Town Meeting Day is coming up.
That sentence causes anxiety attacks, depression and irritable bowels for those stalwart souls who’ve made it their duty to stand up on Town Meeting Day, Mar. 5, and tell us what the heck’s going on behind the town curtain. It’s the day when all the little Oz’s of America step back from the machine and explain it to everyone else.
“Why, this button? This is how we control the budget. Oh, think we’re putting in too much? Ah, you just want to know where it goes. Well, here. Let’s follow this tube…”
Town Meeting Day is one of the great American secrets — one of the last unknown whispers on the breeze in the American winter. It comes down from the mountains and it’ll flow right past you while you’re trying to figure out what it is. One day.
But you can inhale that breeze. It’s better for your strength than a protein bar. Better for your heart than an hour in the pool. Better for your soul than a perfect cup of coffee on a Sunday morning.
Town Meetings are like portals opening for one day in all the backroads and long-ago-paved Main Streets of the U.S.A. Muddy pickup trucks occupy the icy parking lots of old schools, chimneys puffing out clean white smoke. Ice fishermen in big flannel that smell like charred jerkey hold the door for spindly men in perfect suits with perfect ties radiating Old Spice aftershave. Women in jeans with shoulder-length hair and steaming thermoses stomp up the stairs. Younger women in dresses with their hair back and their hands crossed in their lap are already inside. They’re sitting with their grandparents and parents. They’re all laughing with that great guy with the great mustache and the great corner store. It’s the store with the mounted deer head, selling official town sweatshirts depicting a fish jumping out of the water.
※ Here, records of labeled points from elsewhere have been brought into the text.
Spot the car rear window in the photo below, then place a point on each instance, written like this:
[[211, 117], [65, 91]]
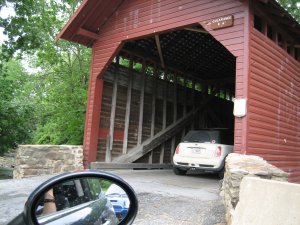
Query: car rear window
[[210, 136]]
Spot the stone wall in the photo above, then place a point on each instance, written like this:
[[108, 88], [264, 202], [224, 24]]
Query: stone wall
[[239, 166], [33, 160]]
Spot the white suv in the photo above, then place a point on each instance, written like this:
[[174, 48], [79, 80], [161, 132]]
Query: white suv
[[204, 150]]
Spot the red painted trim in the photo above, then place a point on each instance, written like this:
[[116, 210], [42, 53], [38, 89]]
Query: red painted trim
[[70, 21], [246, 74], [90, 145]]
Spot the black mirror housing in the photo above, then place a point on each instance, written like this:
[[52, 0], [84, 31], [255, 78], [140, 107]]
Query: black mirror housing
[[29, 215]]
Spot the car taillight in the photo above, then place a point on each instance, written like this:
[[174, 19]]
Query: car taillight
[[177, 150], [218, 151]]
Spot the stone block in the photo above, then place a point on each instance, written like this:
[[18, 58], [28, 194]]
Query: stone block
[[267, 202]]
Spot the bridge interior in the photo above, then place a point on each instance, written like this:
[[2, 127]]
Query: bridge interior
[[160, 87]]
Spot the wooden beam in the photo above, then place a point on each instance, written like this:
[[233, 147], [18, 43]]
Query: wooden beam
[[112, 116], [87, 33], [197, 30], [113, 166], [164, 122], [154, 81], [162, 153], [159, 51], [142, 95], [175, 98], [173, 148], [150, 160], [185, 95], [151, 60], [128, 105]]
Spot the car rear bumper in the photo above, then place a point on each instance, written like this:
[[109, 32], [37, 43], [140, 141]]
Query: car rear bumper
[[202, 165]]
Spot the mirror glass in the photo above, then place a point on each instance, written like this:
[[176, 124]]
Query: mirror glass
[[82, 201]]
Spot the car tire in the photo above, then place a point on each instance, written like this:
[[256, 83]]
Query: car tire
[[178, 171], [221, 174]]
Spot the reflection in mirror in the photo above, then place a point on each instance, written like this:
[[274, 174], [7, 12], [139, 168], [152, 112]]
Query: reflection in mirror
[[82, 201]]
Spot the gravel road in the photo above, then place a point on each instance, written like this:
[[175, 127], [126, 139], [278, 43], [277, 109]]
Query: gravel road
[[164, 198]]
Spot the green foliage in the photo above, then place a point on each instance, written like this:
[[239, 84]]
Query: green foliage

Town Meeting Day is a secular, humanistic church gathering. Victor Hugo would be mopping his tears in the corner. Classes fall away. The divide between administrators and administrated drops like clothes in the ethereal bedroom.
And there we all are, sipping coffee so bad a practical person might think about saving some cash and putting it in their engine instead of 5W-30 (practical Town Meeting vets are those with the thermoses), pushed together in folding chairs in the elementary school gymnasium with a faded scoreboard and glass windows that some kid playing baseball probably smashed in 1915. That kid isn’t even alive anymore, unless he was Hugh Hefner.
But here we are, dancing to his musical soul echoes long down the line, stuck in another part of time. The human ritual. Town Meeting Day.